The adoption story we tell always starts like this: "You grew like a flower in your birthmother's tummy until it was time to be born. Your birthparents couldn't take care of you, so . . . . " (I can't take credit for the "you grew like a flower" line -- it comes from one of our favorite books, Over the Moon, by Karen Katz. I love to use stories to discuss "issues" with my kids!).
Well, for the first time, in June, Zoe asked WHY -- "WHY couldn't my birth parents take care of me?"
Like most of these things, the question came out of the blue -- we had just come home from somewhere, and Zoe and Maya had immediately fallen to the floor of the family room to play "Warriors," a game involving a cadre of knights and Polly Pockets standing in for the princesses.
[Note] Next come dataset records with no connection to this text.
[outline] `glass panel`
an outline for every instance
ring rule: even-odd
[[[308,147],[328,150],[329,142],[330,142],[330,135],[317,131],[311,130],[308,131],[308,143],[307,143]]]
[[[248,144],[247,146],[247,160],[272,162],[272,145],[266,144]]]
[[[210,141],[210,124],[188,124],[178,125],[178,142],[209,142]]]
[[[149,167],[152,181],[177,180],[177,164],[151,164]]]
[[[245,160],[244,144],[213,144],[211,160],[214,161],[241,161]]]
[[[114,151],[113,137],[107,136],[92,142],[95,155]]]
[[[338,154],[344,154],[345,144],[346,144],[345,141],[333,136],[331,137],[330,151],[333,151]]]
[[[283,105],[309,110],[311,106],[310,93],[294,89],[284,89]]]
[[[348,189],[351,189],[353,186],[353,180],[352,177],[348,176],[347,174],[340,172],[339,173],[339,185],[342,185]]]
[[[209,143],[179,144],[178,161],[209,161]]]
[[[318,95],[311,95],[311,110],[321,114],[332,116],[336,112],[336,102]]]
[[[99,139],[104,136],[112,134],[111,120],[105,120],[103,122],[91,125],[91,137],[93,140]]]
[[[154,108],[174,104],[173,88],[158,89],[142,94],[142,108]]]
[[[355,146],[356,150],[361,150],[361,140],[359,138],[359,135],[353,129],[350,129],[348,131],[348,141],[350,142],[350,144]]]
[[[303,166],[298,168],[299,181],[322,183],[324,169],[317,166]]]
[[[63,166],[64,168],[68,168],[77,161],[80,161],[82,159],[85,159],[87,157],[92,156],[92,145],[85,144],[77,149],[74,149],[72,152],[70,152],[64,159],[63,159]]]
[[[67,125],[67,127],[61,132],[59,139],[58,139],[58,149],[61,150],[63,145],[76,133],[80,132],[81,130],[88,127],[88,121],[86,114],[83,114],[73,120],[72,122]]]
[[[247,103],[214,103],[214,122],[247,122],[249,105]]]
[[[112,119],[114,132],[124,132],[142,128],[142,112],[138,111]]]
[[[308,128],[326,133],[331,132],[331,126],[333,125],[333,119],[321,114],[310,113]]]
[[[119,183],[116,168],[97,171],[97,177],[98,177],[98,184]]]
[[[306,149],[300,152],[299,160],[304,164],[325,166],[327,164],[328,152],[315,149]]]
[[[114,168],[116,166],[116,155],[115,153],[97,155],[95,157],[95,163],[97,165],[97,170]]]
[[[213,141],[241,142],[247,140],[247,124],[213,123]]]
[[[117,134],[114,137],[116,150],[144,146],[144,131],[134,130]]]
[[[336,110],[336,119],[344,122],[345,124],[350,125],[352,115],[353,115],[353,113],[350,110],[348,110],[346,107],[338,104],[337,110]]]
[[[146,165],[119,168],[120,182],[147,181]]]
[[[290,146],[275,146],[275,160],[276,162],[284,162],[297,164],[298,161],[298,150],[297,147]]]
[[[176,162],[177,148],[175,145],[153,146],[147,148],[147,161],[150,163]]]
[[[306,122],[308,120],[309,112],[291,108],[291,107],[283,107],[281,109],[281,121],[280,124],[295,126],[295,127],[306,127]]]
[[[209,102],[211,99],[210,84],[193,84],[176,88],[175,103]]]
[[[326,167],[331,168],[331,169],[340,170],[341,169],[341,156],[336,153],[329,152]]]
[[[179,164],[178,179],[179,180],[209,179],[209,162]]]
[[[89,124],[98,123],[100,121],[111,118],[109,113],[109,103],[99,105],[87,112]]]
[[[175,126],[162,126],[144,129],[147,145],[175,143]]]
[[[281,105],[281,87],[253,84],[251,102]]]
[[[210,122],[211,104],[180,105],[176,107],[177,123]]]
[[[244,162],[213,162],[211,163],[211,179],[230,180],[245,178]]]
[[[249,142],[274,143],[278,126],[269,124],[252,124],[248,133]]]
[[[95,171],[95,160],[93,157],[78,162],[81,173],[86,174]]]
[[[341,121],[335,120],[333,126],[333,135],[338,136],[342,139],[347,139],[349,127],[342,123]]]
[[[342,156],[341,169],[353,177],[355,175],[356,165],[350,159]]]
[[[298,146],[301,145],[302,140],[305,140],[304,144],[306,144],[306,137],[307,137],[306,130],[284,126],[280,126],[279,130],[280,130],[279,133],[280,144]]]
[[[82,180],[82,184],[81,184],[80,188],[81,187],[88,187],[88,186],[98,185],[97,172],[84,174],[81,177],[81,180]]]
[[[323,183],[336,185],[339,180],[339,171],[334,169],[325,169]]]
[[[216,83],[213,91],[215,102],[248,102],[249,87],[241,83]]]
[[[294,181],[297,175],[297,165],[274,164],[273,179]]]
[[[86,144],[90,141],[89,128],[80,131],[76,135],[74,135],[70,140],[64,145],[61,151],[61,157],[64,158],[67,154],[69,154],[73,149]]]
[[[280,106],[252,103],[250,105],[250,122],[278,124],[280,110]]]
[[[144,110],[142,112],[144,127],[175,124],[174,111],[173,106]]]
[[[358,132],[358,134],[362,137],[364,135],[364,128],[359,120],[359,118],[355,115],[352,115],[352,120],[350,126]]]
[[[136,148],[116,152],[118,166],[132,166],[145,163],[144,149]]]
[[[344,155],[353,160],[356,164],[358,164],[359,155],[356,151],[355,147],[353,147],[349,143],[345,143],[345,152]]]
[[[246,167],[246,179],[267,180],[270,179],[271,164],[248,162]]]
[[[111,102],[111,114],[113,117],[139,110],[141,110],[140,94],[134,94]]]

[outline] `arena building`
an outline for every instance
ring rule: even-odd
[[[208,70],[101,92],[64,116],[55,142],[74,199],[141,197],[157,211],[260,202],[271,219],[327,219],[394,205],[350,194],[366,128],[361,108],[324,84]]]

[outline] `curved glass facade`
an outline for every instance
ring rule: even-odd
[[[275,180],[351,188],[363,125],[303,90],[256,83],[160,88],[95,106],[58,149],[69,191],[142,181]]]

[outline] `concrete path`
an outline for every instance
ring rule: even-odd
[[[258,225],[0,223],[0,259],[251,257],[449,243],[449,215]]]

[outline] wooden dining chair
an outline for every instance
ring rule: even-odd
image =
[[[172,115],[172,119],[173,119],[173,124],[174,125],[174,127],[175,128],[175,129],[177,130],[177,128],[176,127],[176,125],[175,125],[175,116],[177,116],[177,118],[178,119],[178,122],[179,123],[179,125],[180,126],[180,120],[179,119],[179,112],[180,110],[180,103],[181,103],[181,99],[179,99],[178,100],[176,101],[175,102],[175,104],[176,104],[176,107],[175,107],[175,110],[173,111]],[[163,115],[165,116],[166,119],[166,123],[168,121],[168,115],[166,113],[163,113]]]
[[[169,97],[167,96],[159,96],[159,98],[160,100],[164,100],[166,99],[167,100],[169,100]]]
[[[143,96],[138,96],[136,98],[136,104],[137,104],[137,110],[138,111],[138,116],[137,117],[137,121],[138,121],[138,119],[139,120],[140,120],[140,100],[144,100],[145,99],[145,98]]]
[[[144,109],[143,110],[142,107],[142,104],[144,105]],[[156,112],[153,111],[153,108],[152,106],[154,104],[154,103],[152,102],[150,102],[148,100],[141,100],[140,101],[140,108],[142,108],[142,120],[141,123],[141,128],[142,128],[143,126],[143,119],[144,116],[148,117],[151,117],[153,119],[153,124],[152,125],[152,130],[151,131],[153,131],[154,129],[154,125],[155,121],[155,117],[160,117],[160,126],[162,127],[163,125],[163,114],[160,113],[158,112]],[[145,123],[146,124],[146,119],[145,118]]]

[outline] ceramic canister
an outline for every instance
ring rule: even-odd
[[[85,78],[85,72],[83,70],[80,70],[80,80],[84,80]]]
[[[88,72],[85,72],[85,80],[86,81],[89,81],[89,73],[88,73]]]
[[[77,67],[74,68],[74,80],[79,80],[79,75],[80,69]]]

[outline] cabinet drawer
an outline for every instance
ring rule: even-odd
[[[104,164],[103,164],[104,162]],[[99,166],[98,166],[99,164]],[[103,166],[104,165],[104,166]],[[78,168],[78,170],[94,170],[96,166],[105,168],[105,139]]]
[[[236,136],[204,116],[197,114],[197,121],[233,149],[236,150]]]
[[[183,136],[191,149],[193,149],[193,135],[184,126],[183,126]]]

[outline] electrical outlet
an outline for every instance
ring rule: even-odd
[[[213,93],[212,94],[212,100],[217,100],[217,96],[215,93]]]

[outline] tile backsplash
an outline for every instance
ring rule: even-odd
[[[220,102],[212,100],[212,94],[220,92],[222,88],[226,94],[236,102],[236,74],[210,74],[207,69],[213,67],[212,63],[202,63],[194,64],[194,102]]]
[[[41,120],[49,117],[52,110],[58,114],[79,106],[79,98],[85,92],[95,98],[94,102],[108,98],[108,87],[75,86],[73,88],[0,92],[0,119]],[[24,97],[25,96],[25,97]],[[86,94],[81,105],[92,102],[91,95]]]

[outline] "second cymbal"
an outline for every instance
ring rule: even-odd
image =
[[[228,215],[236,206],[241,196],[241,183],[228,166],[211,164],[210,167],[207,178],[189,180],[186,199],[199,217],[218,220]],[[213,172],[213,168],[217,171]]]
I followed into the family room a bit more slowly, and Zoe looked up at me and asked the WHY question.
I admit, I was surprised. We talk about her birthparents fairly often, she is sad that we don't know who they are, but she's accepted the "couldn't take care of you" line for years without question. But I guess it was about time. From what I've read, age 7 is a pretty common age for that big question.
I answered, "Well, sweetie, since we can't ask your birthparents, we really can't know exactly why they weren't able to take care of you the way a parent would want to. We can only make some guesses based on what we know about China. Do you want to look at your lifebook, and talk about what some of the reasons might be?"
(I'm a HUGE proponent of lifebooks -- more about them later, but look at Beth O'Malley's site for the BEST info about lifebooks.)
Zoe said yes, so we pulled out her lifebook and talked about China's one child policy and the social preference for boys. Zoe didn't have much reaction, but I knew we were no where near finished talking about this!